This Web scraper was built for the purpose of Scraping 13-F Company Holdings from the Sec website You can go here and enter a tiker value such as blk in the fast search section for examples https://www.sec.gov/edgar/searchedgar/companysearch.html
This is how I stepped through the problem.
- Visit the search results page from the Edgar website based on a customized search pattern I created by repeatedly making different searches. I personally customized the search url to only search for 13-F files
- format my results page url with a ticker number to search different tickers
- Used BeautifulSoup to parse the html data after making a requests to the webserver.
- Parse the table data row by row since each row contained a filing report urls
- Use Filing Report Urls to get to filing Urls page which contains 2-5 links in a table.
- I always decided to get the last row of that table since it contained the full version of the text file that can also be read by BeautifulSoup
- Get the Date of the filing report because it decides whether we are going to use AsciiFileReader or XmlFileReader
- I learned about the format changes after reading up on this website https://www.sec.gov/divisions/investment/13ffaq.htm (I got really interested in it SEC did good)
- Reading from XML file formats were alot easier than reading from text based file format especially for someone like me who thinks about using text files later on.. by just loading them into dataframes but they must be correctly formatted.
- Formatted Ascii looked alot harder at first since for many different websites their were many different formats and missing multiple columns and values prior to 2013.
- Decided to go with regex matching for the ascii text file. Grabbing all elements inebtween the tags of the filing data.
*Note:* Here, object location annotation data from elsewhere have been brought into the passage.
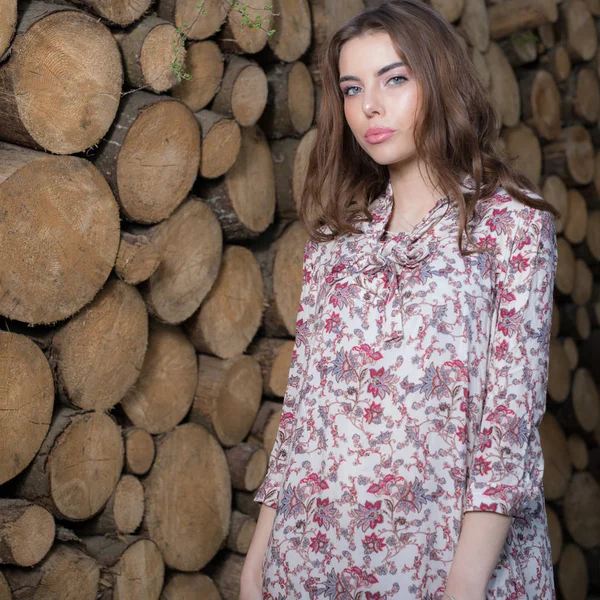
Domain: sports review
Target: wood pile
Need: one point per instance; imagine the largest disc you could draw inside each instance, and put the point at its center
(152, 266)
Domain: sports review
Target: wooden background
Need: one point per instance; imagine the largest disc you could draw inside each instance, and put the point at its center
(151, 266)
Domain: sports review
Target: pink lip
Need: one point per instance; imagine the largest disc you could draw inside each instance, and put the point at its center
(375, 135)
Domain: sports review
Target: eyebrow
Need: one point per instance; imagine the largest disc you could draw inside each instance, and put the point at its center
(378, 74)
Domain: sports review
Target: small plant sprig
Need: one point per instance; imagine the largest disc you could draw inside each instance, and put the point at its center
(178, 67)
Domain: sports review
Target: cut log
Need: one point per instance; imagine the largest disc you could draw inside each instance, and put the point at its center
(221, 142)
(266, 424)
(555, 192)
(540, 100)
(190, 586)
(578, 452)
(123, 12)
(558, 62)
(572, 573)
(132, 567)
(581, 100)
(227, 396)
(555, 534)
(274, 356)
(557, 465)
(243, 93)
(139, 450)
(247, 465)
(137, 259)
(516, 15)
(205, 65)
(474, 24)
(292, 23)
(197, 22)
(291, 104)
(27, 399)
(451, 10)
(231, 314)
(577, 27)
(59, 234)
(150, 156)
(8, 26)
(580, 509)
(97, 355)
(281, 265)
(123, 512)
(78, 466)
(504, 88)
(244, 198)
(26, 532)
(236, 37)
(241, 532)
(65, 573)
(165, 388)
(188, 532)
(82, 95)
(327, 17)
(522, 143)
(190, 244)
(571, 156)
(150, 49)
(226, 573)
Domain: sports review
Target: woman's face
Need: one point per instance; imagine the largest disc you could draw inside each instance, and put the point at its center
(381, 98)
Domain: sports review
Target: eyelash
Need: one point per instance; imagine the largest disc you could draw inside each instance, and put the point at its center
(351, 87)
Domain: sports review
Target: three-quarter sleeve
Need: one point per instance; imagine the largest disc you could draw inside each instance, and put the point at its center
(268, 491)
(505, 473)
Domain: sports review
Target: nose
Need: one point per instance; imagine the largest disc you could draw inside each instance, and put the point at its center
(372, 103)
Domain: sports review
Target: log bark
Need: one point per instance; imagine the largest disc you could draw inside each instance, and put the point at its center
(290, 106)
(82, 96)
(281, 265)
(205, 64)
(293, 30)
(221, 143)
(274, 356)
(244, 198)
(243, 93)
(150, 155)
(27, 400)
(190, 586)
(227, 396)
(139, 450)
(65, 573)
(123, 512)
(59, 234)
(196, 25)
(137, 259)
(97, 355)
(230, 316)
(132, 566)
(78, 466)
(26, 532)
(247, 465)
(190, 245)
(149, 51)
(189, 533)
(165, 388)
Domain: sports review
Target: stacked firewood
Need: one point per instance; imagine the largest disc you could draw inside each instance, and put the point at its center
(151, 266)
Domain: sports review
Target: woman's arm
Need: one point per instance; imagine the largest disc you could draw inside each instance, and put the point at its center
(477, 552)
(251, 578)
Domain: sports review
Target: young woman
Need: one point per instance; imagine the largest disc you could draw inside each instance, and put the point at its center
(408, 464)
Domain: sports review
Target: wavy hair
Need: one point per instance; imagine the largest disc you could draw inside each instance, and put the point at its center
(456, 131)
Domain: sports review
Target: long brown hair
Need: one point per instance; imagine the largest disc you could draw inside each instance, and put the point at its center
(457, 130)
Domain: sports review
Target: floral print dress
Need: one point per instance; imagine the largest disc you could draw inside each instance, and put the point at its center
(416, 387)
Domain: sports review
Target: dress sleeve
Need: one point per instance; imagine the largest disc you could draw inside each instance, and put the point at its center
(268, 491)
(507, 464)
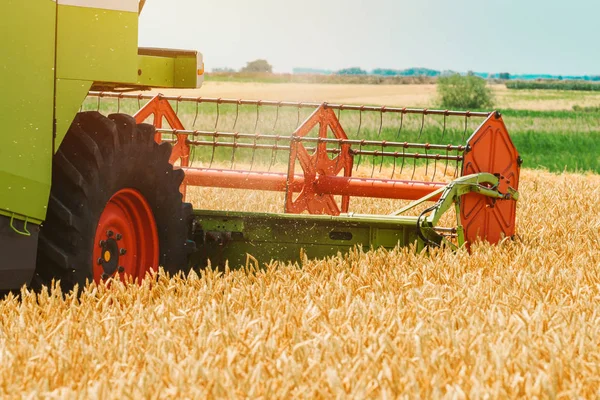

- Implemented one save method for both reader classes which simply wrote to the file row for row! Having two differnt filereader classes really helped alot and knowing about the SEC and file format change was really interesting to me.
if you wanted to run it by Yourself
from holidings_collector import HoldingsScraper
scraper = Scraper('0001350694) # blackrock cik
scraper.initiate_variables() # You can pass in an optional numeric argument which decides how many reports to get
scrape.generate_report()
python3 main.py
To run this either be in a virtual environment or you're own if you want to mess up your environment
To use this pip install -r requirements.txt
Jupyter Notebooks were just my attempts at protyping and playing with the data quickly before doing the same with my vs code debugger..
just use pytest on the command line from the top level of the directory pytest will find it
pytest
'blk' -> blackrock
'0001166559' -> Bill and Melinda Gates Foundation
'0001132699' -> Vestor Capital